# Causal Inference with Python Part 1

http://www.degeneratestate.org/posts/2018/Mar/24/causal-inference-with-python-part-1-potential-outcomes/

In [1]:
from __future__ import division

import numpy as np
import pandas as pd
import matplotlib.pyplot as plt
import seaborn as sns

sns.set_style("whitegrid")
sns.set_palette("colorblind")

%matplotlib inline

import datagenerators as dg

In [2]:
observed_data_0 = dg.generate_dataset_0()

observed_data_0.head()

Unnamed: 0,x,y
0,0,1
1,0,0
2,0,0
3,1,1
4,0,0


## Average Causal Effect

We are just calculating ACE = P(Y=1|X=1) - P(Y=1|X=0).
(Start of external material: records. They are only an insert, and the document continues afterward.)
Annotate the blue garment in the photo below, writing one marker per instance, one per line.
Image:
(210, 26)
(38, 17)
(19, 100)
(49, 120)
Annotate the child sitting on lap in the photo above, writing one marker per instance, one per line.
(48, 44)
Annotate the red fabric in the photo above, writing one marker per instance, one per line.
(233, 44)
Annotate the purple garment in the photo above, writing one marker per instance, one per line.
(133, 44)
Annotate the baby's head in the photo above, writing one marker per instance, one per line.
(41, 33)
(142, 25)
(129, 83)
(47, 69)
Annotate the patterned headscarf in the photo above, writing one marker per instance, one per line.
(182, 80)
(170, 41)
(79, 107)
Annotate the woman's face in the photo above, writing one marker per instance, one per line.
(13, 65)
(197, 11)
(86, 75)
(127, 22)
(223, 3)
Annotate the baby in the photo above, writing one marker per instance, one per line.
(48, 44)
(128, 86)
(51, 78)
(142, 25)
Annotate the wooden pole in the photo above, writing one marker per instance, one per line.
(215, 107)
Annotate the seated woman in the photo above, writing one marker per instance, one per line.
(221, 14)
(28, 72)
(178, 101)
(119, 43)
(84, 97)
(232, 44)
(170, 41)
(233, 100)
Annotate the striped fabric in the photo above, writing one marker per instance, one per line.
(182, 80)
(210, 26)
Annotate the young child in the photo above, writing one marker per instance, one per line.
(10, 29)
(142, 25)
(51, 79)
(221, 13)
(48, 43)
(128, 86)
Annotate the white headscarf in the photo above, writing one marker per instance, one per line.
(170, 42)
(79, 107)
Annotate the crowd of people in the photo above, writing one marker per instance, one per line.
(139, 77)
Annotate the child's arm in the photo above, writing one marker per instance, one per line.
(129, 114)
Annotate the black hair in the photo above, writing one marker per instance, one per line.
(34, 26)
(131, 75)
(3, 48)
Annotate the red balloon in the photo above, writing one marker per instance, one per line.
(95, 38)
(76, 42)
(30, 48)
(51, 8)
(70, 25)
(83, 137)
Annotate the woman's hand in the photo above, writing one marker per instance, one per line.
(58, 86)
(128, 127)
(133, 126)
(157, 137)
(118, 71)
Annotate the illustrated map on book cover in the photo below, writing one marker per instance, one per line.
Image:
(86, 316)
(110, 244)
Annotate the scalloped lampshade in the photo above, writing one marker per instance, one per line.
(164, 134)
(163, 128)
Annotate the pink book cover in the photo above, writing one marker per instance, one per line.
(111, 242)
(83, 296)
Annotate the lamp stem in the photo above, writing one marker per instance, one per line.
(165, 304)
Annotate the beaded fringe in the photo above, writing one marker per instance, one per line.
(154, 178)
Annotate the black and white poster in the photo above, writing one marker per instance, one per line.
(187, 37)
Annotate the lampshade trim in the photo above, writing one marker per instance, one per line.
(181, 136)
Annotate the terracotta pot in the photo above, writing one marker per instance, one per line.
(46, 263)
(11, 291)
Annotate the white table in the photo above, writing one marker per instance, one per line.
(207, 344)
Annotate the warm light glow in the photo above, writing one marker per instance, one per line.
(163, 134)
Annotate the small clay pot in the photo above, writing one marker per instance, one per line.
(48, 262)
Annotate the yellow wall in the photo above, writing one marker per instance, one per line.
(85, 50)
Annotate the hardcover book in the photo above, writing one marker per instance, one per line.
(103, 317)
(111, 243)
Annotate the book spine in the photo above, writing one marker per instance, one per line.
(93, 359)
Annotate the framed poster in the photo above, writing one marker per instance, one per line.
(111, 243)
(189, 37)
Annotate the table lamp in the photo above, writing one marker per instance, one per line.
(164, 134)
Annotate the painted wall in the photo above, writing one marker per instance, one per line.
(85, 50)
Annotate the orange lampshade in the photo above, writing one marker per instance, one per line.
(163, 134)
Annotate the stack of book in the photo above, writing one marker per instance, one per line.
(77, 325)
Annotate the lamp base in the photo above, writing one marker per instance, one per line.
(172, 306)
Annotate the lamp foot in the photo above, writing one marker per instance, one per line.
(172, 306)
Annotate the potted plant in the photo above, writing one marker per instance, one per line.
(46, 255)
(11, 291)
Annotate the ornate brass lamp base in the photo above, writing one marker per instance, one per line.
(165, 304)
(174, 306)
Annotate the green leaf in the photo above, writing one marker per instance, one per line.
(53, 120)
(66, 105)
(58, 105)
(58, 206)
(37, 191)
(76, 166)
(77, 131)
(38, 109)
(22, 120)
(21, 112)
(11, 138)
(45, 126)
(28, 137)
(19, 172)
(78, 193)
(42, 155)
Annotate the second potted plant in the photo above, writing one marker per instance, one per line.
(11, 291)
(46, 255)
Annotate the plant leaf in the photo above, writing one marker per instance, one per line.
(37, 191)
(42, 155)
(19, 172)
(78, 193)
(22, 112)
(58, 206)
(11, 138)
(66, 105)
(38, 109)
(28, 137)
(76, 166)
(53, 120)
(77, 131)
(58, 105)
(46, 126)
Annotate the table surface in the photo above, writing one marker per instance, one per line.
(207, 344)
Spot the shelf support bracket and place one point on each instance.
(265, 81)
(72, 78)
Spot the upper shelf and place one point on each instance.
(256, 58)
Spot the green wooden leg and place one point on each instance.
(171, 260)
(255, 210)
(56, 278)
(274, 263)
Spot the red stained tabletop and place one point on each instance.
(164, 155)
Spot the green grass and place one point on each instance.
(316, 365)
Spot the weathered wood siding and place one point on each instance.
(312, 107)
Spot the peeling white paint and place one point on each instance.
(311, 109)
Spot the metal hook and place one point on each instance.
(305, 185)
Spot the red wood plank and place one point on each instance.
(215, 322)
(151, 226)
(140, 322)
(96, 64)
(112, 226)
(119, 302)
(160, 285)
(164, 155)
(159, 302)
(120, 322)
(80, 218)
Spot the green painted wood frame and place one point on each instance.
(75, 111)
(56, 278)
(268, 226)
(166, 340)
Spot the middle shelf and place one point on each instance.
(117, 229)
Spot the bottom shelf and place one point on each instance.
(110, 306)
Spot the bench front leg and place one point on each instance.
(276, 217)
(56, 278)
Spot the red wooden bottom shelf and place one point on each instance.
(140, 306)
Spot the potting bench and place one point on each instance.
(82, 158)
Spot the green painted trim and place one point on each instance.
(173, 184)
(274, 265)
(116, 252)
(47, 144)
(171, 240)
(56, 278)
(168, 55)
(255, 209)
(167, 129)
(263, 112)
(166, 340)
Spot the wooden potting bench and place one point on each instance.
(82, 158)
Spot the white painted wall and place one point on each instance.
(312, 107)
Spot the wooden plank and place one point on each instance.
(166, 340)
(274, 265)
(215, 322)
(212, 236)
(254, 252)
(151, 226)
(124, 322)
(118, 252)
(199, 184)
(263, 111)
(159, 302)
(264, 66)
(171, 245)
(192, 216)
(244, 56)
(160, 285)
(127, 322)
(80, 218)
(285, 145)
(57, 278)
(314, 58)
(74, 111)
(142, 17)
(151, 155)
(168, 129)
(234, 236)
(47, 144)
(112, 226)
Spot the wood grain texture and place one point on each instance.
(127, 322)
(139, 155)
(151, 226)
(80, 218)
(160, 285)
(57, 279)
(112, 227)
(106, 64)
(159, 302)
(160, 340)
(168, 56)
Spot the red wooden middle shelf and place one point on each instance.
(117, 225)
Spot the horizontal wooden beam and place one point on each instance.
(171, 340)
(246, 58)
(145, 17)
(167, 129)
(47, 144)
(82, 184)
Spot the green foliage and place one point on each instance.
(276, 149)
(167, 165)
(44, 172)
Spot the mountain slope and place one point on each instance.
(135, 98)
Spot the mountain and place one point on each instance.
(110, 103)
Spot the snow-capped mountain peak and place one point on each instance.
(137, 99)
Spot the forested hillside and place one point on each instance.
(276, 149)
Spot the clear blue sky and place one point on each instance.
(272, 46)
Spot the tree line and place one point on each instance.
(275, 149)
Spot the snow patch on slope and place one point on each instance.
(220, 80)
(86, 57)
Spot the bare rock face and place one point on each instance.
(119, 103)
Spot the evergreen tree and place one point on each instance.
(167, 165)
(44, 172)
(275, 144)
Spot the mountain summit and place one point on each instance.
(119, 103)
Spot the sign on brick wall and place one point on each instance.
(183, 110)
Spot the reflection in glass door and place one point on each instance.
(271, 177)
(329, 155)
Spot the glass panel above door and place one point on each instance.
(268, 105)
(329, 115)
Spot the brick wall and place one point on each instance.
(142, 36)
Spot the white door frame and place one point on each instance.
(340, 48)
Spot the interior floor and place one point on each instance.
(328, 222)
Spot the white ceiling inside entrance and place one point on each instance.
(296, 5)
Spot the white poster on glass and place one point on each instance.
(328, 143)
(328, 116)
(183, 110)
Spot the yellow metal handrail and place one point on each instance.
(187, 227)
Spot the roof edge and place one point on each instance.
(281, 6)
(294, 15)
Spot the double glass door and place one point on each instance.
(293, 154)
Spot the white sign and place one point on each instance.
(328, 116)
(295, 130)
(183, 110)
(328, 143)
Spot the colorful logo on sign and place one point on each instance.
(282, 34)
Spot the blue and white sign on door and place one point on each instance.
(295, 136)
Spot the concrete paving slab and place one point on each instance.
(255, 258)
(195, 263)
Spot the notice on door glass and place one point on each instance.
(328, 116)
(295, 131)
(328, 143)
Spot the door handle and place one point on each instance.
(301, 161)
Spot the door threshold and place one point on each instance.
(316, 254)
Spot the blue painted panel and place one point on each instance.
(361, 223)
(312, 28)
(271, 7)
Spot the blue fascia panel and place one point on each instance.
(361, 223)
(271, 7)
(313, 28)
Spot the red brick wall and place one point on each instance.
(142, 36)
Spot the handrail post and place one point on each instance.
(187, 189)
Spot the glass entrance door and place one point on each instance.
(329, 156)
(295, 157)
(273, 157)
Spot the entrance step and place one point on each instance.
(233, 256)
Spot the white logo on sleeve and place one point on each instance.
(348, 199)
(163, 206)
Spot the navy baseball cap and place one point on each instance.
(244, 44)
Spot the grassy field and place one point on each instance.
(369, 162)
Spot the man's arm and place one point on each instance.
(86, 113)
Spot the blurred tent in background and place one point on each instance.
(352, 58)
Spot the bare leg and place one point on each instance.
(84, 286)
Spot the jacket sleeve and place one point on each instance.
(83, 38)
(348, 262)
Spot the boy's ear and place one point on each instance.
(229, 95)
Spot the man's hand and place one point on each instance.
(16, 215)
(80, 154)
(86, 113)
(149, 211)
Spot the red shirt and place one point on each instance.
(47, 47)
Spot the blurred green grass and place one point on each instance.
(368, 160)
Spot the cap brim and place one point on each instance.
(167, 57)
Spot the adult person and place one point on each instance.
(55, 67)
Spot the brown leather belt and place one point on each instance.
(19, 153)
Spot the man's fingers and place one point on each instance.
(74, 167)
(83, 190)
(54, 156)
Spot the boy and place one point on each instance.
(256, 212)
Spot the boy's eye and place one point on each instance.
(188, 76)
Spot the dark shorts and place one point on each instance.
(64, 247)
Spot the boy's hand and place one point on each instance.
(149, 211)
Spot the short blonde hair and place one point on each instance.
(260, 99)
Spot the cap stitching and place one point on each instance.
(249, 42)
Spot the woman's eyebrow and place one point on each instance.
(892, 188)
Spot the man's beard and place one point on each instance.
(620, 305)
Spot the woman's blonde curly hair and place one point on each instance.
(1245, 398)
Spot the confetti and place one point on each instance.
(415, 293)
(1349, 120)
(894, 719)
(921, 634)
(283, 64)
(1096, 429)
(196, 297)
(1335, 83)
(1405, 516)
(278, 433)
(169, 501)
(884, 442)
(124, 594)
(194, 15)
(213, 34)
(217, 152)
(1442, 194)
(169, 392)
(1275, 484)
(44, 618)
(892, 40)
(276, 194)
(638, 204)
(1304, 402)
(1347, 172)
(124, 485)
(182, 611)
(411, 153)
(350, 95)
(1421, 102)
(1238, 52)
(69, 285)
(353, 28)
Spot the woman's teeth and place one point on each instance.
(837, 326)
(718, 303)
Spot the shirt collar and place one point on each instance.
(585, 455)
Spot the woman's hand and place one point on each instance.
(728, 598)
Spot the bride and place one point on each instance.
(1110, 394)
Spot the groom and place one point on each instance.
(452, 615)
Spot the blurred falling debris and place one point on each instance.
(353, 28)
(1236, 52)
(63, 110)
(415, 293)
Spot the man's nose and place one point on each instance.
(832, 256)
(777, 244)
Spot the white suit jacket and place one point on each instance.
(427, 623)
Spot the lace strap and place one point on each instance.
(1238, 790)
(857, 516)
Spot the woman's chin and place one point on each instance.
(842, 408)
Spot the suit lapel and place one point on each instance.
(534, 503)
We get a estimated_effect of -0.147, which means wearing cool hats (X=1) has a negative effect in productivity (Y=1), compared to not wearing that (X=0).

In [3]:
def estimate_uplift(ds):
    """
    Estiamte the difference in means between two groups.
    ACE = P(Y=1|X=1) - P(Y=1|X=0)
    
    Parameters
    ----------
    ds: pandas.DataFrame
        a dataframe of samples.
        
    Returns
    -------
    estimated_uplift: dict[Str: float] containing two items:
        "estimated_effect" - the difference in mean values of $y$ for treated and untreated samples.
        "standard_error" - 90% confidence intervals arround "estimated_effect"
        
        
    """
    base = ds[ds.x == 0]
    variant = ds[ds.x == 1]
    
    delta = variant.y.mean() - base.y.mean()
    delta_err = 1.96 * np.sqrt(
        variant.y.var() / variant.shape[0] + 
        base.y.var() / base.shape[0])
    
    return {"estimated_effect": delta, "standard_error": delta_err}

estimate_uplift(observed_data_0)

{'estimated_effect': -0.15695440573770492,
 'standard_error': 0.08668256024159274}

## chi2 test

chi squared test tells us these variables are correlated. We can see that from small p value (<0.05).

In [4]:
from scipy.stats import chi2_contingency

contingency_table = observed_data_0.assign(placeholder=1).pivot_table(index="x", columns="y", values="placeholder", aggfunc="sum").values
# contingency_table now looks like this: 
# [[122 153]
# [133  92]]

_, p, _, _ = chi2_contingency(contingency_table, lambda_="log-likelihood")

# p-value
p

0.0006070642072701378

## Randomized control trail, intervention and A/B test

In [5]:
def run_ab_test(datagenerator, n_samples=10000, filter_=None):
    """
    Generates n_samples from datagenerator with the value of X randomized
    so that 50% of the samples recieve treatment X=1 and 50% receive X=0,
    and feeds the results into `estimate_uplift` to get an unbiased 
    estimate of the average treatment effect.
    
    Returns
    -------
    effect: dict
    """
    n_samples_a = int(n_samples / 2)
    n_samples_b = n_samples - n_samples_a
    set_X = np.concatenate([np.ones(n_samples_a), np.zeros(n_samples_b)]).astype(np.int64)
    ds = datagenerator(n_samples=n_samples, set_X=set_X)
    if filter_ != None:
        ds = ds[filter_(ds)].copy()
    return estimate_uplift(ds)

run_ab_test(dg.generate_dataset_0)

{'estimated_effect': 0.20800000000000007,
 'standard_error': 0.019173011541954423}